SIK
- Founded: 2 July 1956
- Headquarters: Nuuk, Greenland
- Location: Greenland;
- Members: More than 10.000 (2010)
- Key people: President Jess G. Berthelsen
- Affiliations: NFS
- Website: sik.gl in English

= National Confederation of Trade Unions of Greenland =

The National Confederation of Trade Unions of Greenland (Greenlandic: Sulinermik Inuussutissarsiuteqartut Kattuffiat or simply SIK) is an organization that was originally founded on 2 July 1956, as the Kalaallit Nunaanni Sulisartut Kattuffiat (and long known by its Danish initials, GAS), and is the national trade union federation of Greenland that was established in Nuuk as an amalgamation of 13 local unions.

== History ==
The organization was founded on July 2, 1956, in Nuuk under the name Kalaallit Nunaanni Sulisartut Kattuffiat ("Greenland Workers' Union") as an amalgamation of 13 local workers' unions. The Danish trade unionist and politician Carl Peter Jensen had already supported the union's work. In its early decades, the union operated under the Danish name Grønlands Arbejder Sammenslutning (GAS) ("Greenland Workers' Union"). GAS secured collective bargaining agreements that, among other things, ensured equal pay for men and women. The union also created social welfare programs, established the Sulisartut Højskoliat (a vocational school) for workers, and founded the SISA pension fund. Furthermore, it achieved equal pay for Greenlanders and Danes in Greenland.

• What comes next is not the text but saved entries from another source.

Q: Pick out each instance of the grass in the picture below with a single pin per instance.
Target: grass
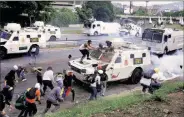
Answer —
(117, 102)
(72, 32)
(175, 26)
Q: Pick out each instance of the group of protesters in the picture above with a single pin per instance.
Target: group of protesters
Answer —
(26, 101)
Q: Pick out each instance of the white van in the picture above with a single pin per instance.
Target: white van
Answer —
(161, 41)
(12, 42)
(52, 32)
(125, 62)
(100, 28)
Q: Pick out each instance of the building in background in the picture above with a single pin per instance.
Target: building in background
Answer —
(67, 4)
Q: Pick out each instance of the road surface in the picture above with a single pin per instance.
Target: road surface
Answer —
(58, 59)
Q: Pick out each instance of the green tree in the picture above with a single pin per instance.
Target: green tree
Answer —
(101, 10)
(64, 17)
(140, 12)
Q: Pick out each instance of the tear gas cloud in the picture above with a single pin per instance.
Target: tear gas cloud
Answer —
(169, 65)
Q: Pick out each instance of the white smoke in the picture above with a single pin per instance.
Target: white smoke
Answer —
(169, 65)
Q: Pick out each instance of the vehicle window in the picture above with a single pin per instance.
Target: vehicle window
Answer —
(96, 54)
(118, 60)
(5, 35)
(15, 38)
(107, 56)
(157, 38)
(93, 25)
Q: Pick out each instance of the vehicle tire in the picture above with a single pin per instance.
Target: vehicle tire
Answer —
(95, 33)
(36, 52)
(165, 51)
(2, 54)
(52, 38)
(136, 76)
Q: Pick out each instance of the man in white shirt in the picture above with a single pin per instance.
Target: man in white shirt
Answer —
(94, 83)
(84, 49)
(150, 80)
(48, 78)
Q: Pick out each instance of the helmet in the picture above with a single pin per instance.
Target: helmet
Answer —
(156, 70)
(15, 67)
(100, 71)
(37, 85)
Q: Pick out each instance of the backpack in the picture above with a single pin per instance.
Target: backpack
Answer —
(2, 98)
(103, 77)
(31, 93)
(20, 103)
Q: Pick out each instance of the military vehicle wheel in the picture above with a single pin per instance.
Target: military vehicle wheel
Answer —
(136, 76)
(52, 38)
(36, 52)
(2, 54)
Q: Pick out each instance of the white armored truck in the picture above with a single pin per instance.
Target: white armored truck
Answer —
(161, 41)
(126, 61)
(14, 41)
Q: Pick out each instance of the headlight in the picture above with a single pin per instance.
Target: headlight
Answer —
(83, 70)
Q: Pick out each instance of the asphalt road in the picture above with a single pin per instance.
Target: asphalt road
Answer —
(58, 59)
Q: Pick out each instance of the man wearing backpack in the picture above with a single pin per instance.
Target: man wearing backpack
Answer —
(103, 78)
(94, 82)
(31, 95)
(55, 96)
(5, 95)
(48, 78)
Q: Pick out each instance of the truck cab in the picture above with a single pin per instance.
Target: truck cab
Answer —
(125, 62)
(15, 42)
(161, 41)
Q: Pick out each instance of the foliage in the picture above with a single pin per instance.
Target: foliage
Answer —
(101, 10)
(174, 14)
(63, 17)
(121, 101)
(84, 14)
(140, 12)
(118, 11)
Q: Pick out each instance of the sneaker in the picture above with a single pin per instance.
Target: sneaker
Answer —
(24, 80)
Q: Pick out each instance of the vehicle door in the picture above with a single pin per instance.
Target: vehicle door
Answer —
(116, 69)
(24, 43)
(13, 44)
(98, 29)
(171, 42)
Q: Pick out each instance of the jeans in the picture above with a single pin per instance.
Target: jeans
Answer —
(47, 83)
(49, 104)
(103, 87)
(31, 109)
(84, 53)
(93, 93)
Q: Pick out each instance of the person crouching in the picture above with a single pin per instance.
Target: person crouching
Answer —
(55, 96)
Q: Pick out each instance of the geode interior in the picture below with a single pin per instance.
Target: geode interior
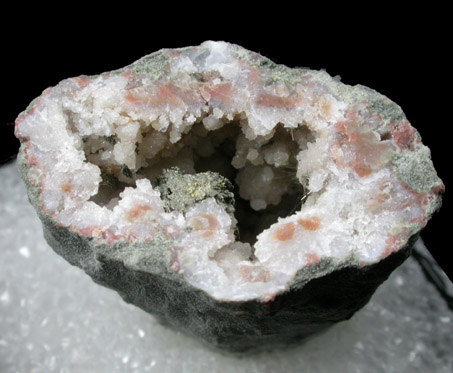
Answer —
(247, 177)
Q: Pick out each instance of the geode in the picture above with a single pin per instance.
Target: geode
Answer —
(240, 201)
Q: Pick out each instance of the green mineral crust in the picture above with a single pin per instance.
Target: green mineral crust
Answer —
(245, 203)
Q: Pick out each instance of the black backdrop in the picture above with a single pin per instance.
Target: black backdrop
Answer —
(407, 63)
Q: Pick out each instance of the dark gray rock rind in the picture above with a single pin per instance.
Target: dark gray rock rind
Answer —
(240, 327)
(237, 327)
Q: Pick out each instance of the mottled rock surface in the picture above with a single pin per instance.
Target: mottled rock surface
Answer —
(240, 201)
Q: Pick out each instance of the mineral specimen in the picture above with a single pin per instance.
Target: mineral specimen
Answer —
(238, 200)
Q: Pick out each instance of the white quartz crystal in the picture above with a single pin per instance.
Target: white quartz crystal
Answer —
(308, 138)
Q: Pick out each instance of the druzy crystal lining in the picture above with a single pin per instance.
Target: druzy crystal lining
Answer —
(334, 174)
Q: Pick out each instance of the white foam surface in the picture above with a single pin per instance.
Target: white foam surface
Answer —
(53, 318)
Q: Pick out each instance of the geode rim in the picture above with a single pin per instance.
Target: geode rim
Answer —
(369, 188)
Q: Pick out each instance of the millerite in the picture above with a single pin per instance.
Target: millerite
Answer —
(243, 202)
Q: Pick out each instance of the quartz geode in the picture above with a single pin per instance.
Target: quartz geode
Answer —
(238, 200)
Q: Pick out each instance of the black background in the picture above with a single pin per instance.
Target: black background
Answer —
(404, 58)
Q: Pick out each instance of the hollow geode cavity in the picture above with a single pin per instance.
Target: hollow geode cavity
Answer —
(240, 201)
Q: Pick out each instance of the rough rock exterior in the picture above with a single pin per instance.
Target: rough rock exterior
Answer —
(241, 201)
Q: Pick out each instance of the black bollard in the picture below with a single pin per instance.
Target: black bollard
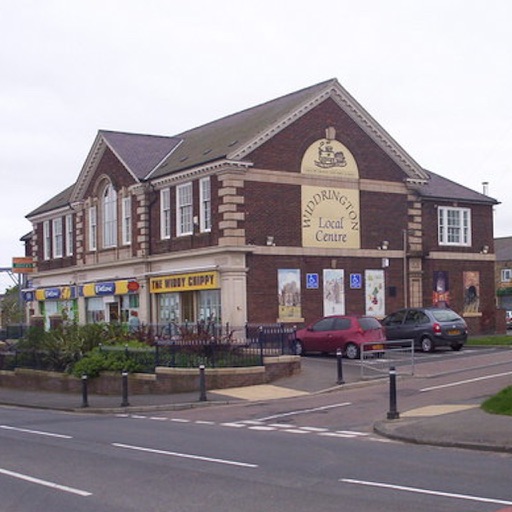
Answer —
(85, 401)
(393, 414)
(202, 384)
(339, 358)
(125, 402)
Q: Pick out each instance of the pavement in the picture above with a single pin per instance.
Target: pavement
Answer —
(461, 426)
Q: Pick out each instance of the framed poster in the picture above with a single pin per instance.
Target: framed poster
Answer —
(374, 292)
(334, 292)
(289, 294)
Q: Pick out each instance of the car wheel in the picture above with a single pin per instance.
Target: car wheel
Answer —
(427, 345)
(299, 349)
(352, 351)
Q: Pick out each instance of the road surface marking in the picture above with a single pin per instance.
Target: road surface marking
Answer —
(461, 382)
(303, 411)
(185, 455)
(425, 491)
(46, 483)
(38, 432)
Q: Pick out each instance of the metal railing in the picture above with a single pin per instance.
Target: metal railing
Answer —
(375, 361)
(177, 346)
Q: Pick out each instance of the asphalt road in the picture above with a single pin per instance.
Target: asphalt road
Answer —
(301, 454)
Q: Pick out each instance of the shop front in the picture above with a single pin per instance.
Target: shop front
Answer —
(58, 301)
(110, 301)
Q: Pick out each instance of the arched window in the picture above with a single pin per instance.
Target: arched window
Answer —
(109, 217)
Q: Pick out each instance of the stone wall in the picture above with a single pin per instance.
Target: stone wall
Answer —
(164, 381)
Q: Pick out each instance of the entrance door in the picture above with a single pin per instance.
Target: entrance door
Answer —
(187, 307)
(113, 312)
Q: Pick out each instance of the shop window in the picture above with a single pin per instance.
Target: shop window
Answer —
(109, 217)
(454, 226)
(209, 306)
(57, 237)
(169, 308)
(128, 303)
(184, 218)
(69, 235)
(206, 204)
(95, 310)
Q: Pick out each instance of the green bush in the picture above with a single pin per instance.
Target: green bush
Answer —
(100, 359)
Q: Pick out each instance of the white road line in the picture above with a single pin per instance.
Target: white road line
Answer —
(303, 411)
(425, 491)
(38, 432)
(352, 433)
(337, 434)
(185, 455)
(461, 382)
(46, 483)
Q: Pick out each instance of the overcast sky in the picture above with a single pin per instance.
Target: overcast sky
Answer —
(436, 74)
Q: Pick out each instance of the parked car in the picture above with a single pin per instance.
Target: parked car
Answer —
(428, 327)
(344, 332)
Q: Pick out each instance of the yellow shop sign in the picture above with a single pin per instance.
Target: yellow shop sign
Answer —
(185, 282)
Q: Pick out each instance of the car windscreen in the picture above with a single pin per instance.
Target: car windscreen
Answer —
(368, 323)
(445, 315)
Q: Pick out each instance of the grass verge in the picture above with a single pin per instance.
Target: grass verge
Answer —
(501, 403)
(500, 340)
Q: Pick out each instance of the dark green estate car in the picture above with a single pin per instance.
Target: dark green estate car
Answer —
(428, 327)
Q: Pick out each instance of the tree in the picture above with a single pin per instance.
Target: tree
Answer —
(12, 312)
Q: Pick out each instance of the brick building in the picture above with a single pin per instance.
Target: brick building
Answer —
(284, 212)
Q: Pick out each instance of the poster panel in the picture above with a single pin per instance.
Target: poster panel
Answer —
(289, 299)
(374, 292)
(334, 292)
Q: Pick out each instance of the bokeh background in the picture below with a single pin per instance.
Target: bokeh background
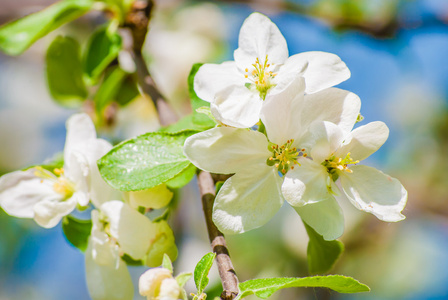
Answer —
(397, 51)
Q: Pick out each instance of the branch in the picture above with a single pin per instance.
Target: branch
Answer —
(137, 21)
(225, 266)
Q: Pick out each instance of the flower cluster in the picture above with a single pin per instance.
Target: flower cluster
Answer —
(119, 231)
(287, 134)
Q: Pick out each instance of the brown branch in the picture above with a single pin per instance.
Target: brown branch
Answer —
(137, 21)
(218, 242)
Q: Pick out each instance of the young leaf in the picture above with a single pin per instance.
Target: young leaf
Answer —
(201, 271)
(263, 288)
(145, 161)
(77, 231)
(64, 71)
(103, 47)
(182, 278)
(182, 178)
(322, 254)
(17, 36)
(109, 88)
(166, 263)
(196, 102)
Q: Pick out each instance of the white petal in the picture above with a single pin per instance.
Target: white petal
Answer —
(213, 78)
(100, 191)
(326, 137)
(123, 221)
(237, 106)
(106, 282)
(227, 150)
(324, 70)
(156, 197)
(149, 282)
(169, 289)
(48, 213)
(305, 184)
(334, 105)
(373, 191)
(280, 113)
(80, 129)
(364, 140)
(21, 190)
(325, 217)
(248, 200)
(259, 37)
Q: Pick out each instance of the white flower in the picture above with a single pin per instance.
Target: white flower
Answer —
(117, 230)
(334, 156)
(254, 194)
(48, 196)
(236, 89)
(159, 284)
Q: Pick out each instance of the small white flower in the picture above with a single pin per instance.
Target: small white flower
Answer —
(254, 194)
(236, 89)
(159, 284)
(48, 196)
(334, 158)
(117, 229)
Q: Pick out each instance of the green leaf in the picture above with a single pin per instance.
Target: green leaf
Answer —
(130, 261)
(263, 288)
(17, 36)
(166, 263)
(196, 102)
(201, 271)
(77, 231)
(103, 47)
(145, 161)
(109, 88)
(128, 91)
(182, 278)
(183, 178)
(64, 71)
(322, 254)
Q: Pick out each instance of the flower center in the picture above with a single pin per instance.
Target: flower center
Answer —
(284, 157)
(61, 184)
(261, 77)
(333, 164)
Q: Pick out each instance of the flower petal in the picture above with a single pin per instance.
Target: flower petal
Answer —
(108, 282)
(259, 37)
(48, 213)
(248, 200)
(227, 150)
(373, 191)
(325, 138)
(21, 190)
(156, 197)
(306, 184)
(237, 106)
(325, 217)
(364, 140)
(123, 221)
(280, 113)
(334, 105)
(213, 78)
(324, 70)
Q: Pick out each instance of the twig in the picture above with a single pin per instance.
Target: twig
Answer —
(218, 242)
(137, 22)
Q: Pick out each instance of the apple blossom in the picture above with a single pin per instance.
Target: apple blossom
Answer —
(254, 194)
(46, 195)
(159, 284)
(334, 156)
(236, 89)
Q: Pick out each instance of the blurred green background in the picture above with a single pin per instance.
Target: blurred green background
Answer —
(397, 51)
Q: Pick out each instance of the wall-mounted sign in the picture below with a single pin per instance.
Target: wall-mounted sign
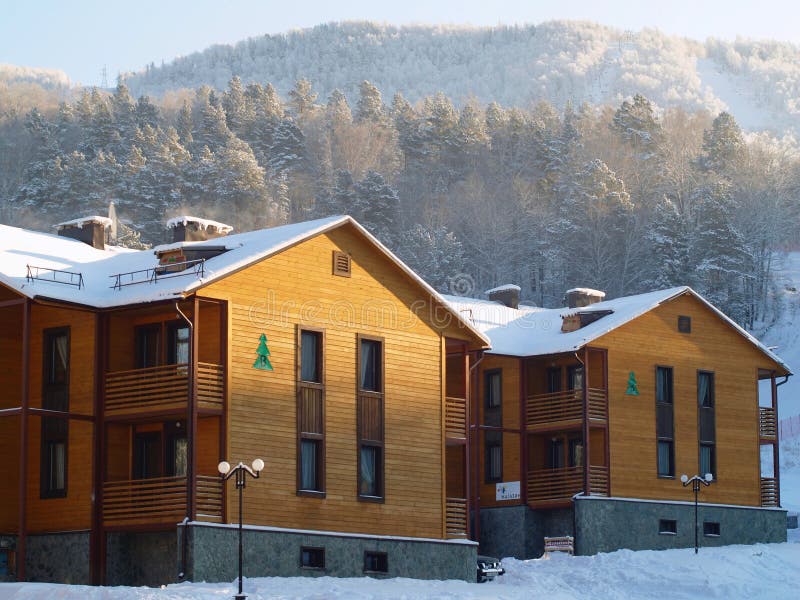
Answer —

In the 1971 and 1975 National Council elections, the Trade Union Federation was one of the associations that ran a list of candidates in the pre-political era. In the latter election, Ôdâĸ Olsen won a seat on the National Council. In 1978, the Federation's name was changed to the Greenlandic Sulinermik Inuussutissarsiuteqartut Kattuffiat (roughly "Association of those who earn their living through (wage) labor"). Several parties were formed before the introduction of the Hjemmestyre (National Council) in 1979. The social-democratic Siumut party offered the Trade Union Federation cooperation, but the Federation declined to work with any particular party. Instead, in February 1979, it founded its own party, the Sulisartut Partiiat ("Workers' Party"). This party failed to win enough votes in the 1979 parliamentary elections and was subsequently dissolved in 1982.

In 2002, the organization had around 9,000 members, representing about a quarter of the working-age population. They are organized into approximately 19 local branches.